Joseph Moore sees upside to $103 a share
Joseph Moore resumed coverage on AMD this morning with an “outperform” rating and a $103 price target that translates to a near 25% upside from here.
The Morgan Stanley analyst attributes his constructive view to the chipmaker’s data centre business. He also likes Advanced Micro Devices for its limited exposure to consumer markets.
“Overall, we are optimistic that the company’s prospects in the data centre will provide enough growth to drive further positive estimate revisions over the next several quarters. Stock is now at a reasonable valuation and we see the risks as largely priced in.”

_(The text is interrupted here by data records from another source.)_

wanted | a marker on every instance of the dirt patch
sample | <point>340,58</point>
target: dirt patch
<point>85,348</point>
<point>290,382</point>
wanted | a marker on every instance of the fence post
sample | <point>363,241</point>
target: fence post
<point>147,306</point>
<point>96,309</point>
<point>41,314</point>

Moore is also convinced that AMD will expand on its market share in PCs and cloud servers moving forward. The stock is down roughly 40% versus the start of the year 2022.
Why else does he like Advanced Micro Devices?
Other reasons that Morgan Stanley is bullish on the semiconductor company is its $49 billion acquisition of Xilinx that he believes will significantly boost profit and drive future growth. Last month, AMD reported market-beating results for its fiscal Q1 and raised its outlook for the full financial year.
According to Joseph Moore, the Nasdaq-listed company will see a 35% increase in its revenue from “notebooks” this year. The segment revenue, he added, will remain flat in 2023.
Shannon Saccocia agrees with the bullish outlook
On CNBC’s “Halftime Report”, Shannon Saccocia – the Chief Investment Officer at SVB Private – also agreed to the bullish call and said the AMD stock is currently trading at attractive valuation.
"We are looking at both valuation and the opportunity to gain market share. In PCs, they have a manufacturing advantage over Intel that’s at least one year if not three years behind them in terms of manufacturing and the new chip cycle. And they’re able to infiltrate servers as well as the PC space.”
In gaming, she added, Advanced Micro Devices is second only to the market leader Nvidia Corporation. Therefore, the stock, to Saccocia, is compelling even with the “oversupply concerns” for the next year.
She owns AMD shares since mid-May. Wall Street, at present, also rates the stock at “overweight”. The $136 billion company currently trades at a price to earnings multiple of 31.26.